Now, I'm not sure if you've ever been in this sort of 'public altercation' situation,
but I have and it has an incredible effect on you. There comes a moment where you have crossed a rubicon - not between right and wrong (I'm always in the right), but between socially acceptable and socially unacceptable. And it's really quite liberating. But also imprisoning...
You realise that you can't back down. You've gone too far. Carrying on becomes the only rational option.

So I continued screaming in his face. "YOU RAT", "YOU RODENT", "YOU'RE STEALING FOOD OUT MY MOUTH" etc.

It's an incredible wave of energy that you never realised you had.
And then I attacked him.
I pounced on him. Purely instinctual. Like a lioness protecting its young, or a particularly maternal arachnid.

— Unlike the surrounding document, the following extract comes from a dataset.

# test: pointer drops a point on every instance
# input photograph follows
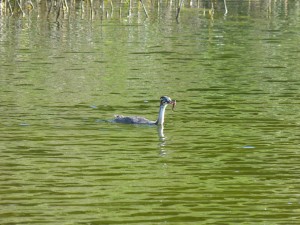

Caught him unaware, flat-footed, he fell back, his head smashed a shelf full of of single cream and double cream, their cheap plastic packaging snapping and spilling.
We wrestled on the floor, slipping in the cream. He was bigger and stronger than me BUT I had the advantage of knowing deep in my heart I was in the right (and also he was suffering quite a bit of bloodless from the back of his head). I pinned him down and straddled him.
Still overcome with that raw animal defensiveness, not fully in control of my own body, I started clawing at his eyes.

He was panicking. His accent became stronger with each desperate yelp - which only drove me on. I felt like the star of a David Attenborough nature documentary.
My forefinger slid into his eye socket, lubricated by single cream it was surprisingly easy.

For an incredible moment I realised with one flick of my finger I could send his eyeball shooting out across the supermarket aisle.

But at that exact point the adrenalin ran out...
I suddenly realised the implications of the situation. That, to the untrained eye, taken out of the wider socio-economic context, this could look a lot like I was randomly attacking a man in Tesco.

I didn't want to go to prison (I'd miraculously avoided it after the kidnapping).
Very, very carefully I slid my finger out from inside his eye cavity. I lent close to his ear and whispered, "Let's agree to disagree." It was a surprisingly tender, intimate moment.

I picked myself up. A small crowd of gawping onlookers had gathered.

"HAPPY NOW YOU IDIOTS?!?!"
I'm home now and I'm safe. I'm still smeared head to toe in cream. I will be taking a WELL DESERVED bath once I've spoken to the police about the DISGRACEFUL actions of the staff who were too concerned with stacking shelves to de-escalate the situation.